Ayla ficou em silêncio por alguns segundos e desviou o olhar.
— Então essa força que eu estava sentindo crescer dentro de mim é coisa sua… — Seus belos olhos amarelos entristeceram por um instante. — Não me importo de morrer com você, meu único problema seria as crianças e o nosso filho… — Ela forçou um sorriso. — Mas parece que é normal as coisas darem errado quando tudo começa a dar certo…
Um suspiro trêmulo e pesado escapou dos lábios de Colin, ecoando no silêncio tenso que pairava no ar. Seus olhos evitavam o olhar de Ayla, desviando-se para qualquer ponto distante, buscando refúgio em outro lugar que não fosse confrontar a realidade diante deles.
Sua expressão estava marcada por uma mistura de culpa e angústia, enquanto seus dentes se afundavam no lábio inferior em um gesto nervoso e reflexivo.
Durante todo o tempo em que estiveram juntos, Ayla foi um pilar de lealdade e silêncio, suportando o peso das decisões e ações de Colin sem questioná-lo.
Ela nunca levantara a voz em reprovação ou se atreveu a desafiar suas vontades. Colin, por sua vez, tratava-a com uma indiferença quase cruel, ignorando seus sentimentos e desconsiderando seus anseios.
No entanto, naquele momento, o olhar de Ayla carregava uma profunda dor e tristeza, revelando as feridas emocionais que ela havia suportado em silêncio.
Era um eco silencioso e contundente das consequências de sua própria mesquinhez, uma lembrança dolorosa de que suas ações tinham o poder de afetar não apenas a vida deles, mas também de tantas outras pessoas que dependiam de sua liderança e responsabilidade.
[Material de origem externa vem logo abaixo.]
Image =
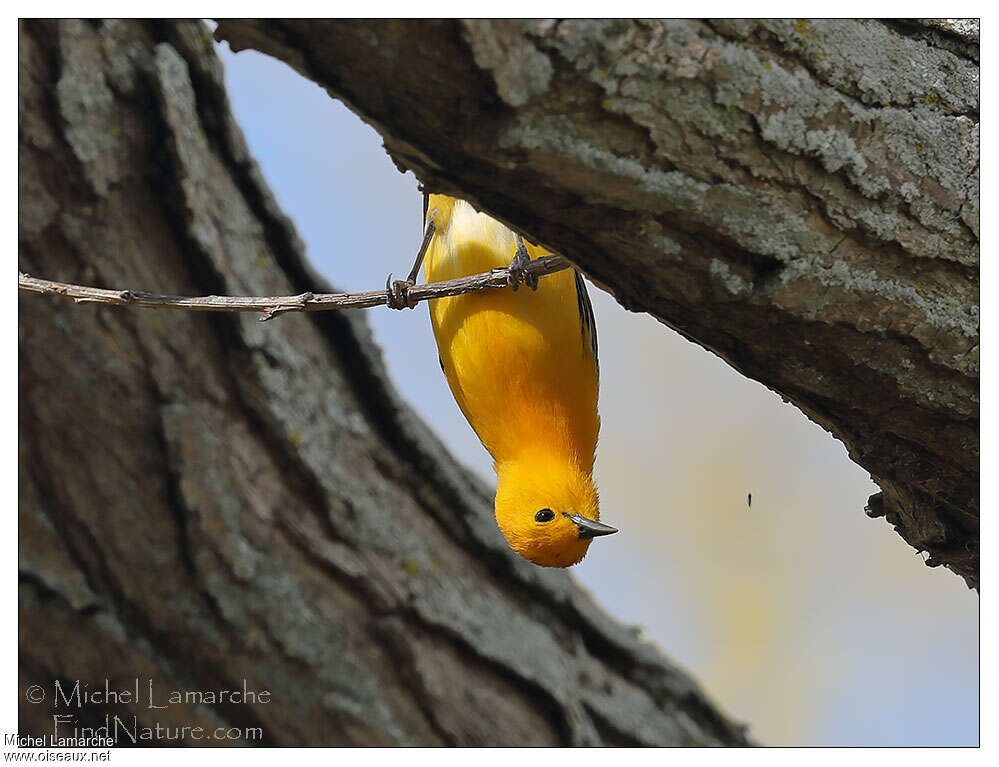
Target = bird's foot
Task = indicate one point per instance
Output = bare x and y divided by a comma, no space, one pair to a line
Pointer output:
517,272
398,293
A possível morte de Ayla transcendia a perda de uma vida individual para se tornar uma sentença de morte para toda a linhagem real.
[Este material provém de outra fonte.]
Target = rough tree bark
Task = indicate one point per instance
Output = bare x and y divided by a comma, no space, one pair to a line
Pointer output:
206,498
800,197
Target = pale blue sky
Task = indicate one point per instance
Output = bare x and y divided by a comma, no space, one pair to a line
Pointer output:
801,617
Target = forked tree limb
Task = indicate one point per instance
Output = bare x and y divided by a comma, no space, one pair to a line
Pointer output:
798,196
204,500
Se ela desaparecesse, seria o fim de uma linhagem que representava a história e a identidade de todo um reino. Essa tragédia não se limitaria apenas a ela, mas alcançaria cada herdeiro e descendente, cada criança que Colin trouxe consigo, cada criança que, aos poucos, a chamavam de mãe.
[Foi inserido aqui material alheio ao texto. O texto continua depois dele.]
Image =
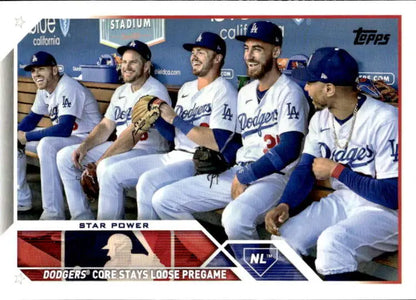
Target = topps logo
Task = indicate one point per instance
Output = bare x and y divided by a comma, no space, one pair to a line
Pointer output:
368,36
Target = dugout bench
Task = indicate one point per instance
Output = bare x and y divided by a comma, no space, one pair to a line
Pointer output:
384,267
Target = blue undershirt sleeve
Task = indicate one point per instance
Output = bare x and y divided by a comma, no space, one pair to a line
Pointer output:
230,150
276,159
221,136
380,191
300,183
29,122
62,129
165,129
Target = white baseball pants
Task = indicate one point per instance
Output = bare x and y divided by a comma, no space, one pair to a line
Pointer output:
196,194
107,169
346,230
51,186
As crianças inocentes, frutos dessa linhagem, estariam expostas aos olhos cruéis de conspiradores implacáveis, que ansiavam pela extinção completa da família real.
Seriam apagadas da existência como se nunca tivessem nascido, privadas de seu direito à vida e ao legado que carregavam. Essa desolação, se concretizada, transformaria a cidade em um antro de corrupção, um refúgio sombrio para a criminalidade, onde o caos reinaria, talvez em níveis inimagináveis.
No entanto, as consequências iam além da mera ruína de Runyra. A morte de Brighid, possível única esperança de vencer o Abismo, significaria a aniquilação da única oportunidade de derrotar Drez’gan e seus implacáveis apóstolos.
O avanço do Deus Morto aproximava-se perigosamente, exigindo desesperadamente a ajuda da Santa de Valéria para conter sua destruição iminente.
A morte de Colin, nesse contexto crucial, abalaria não só todo o continente, mas todo aquele plano. Ele havia se tornado um símbolo, uma força inabalável que estabelecera sua presença como uma lenda viva, capaz de realizar feitos extraordinários.
Para muitos, a sua ausência representaria a perda de um farol de esperança e coragem, deixando um vazio indescritível em um mundo mergulhado em trevas.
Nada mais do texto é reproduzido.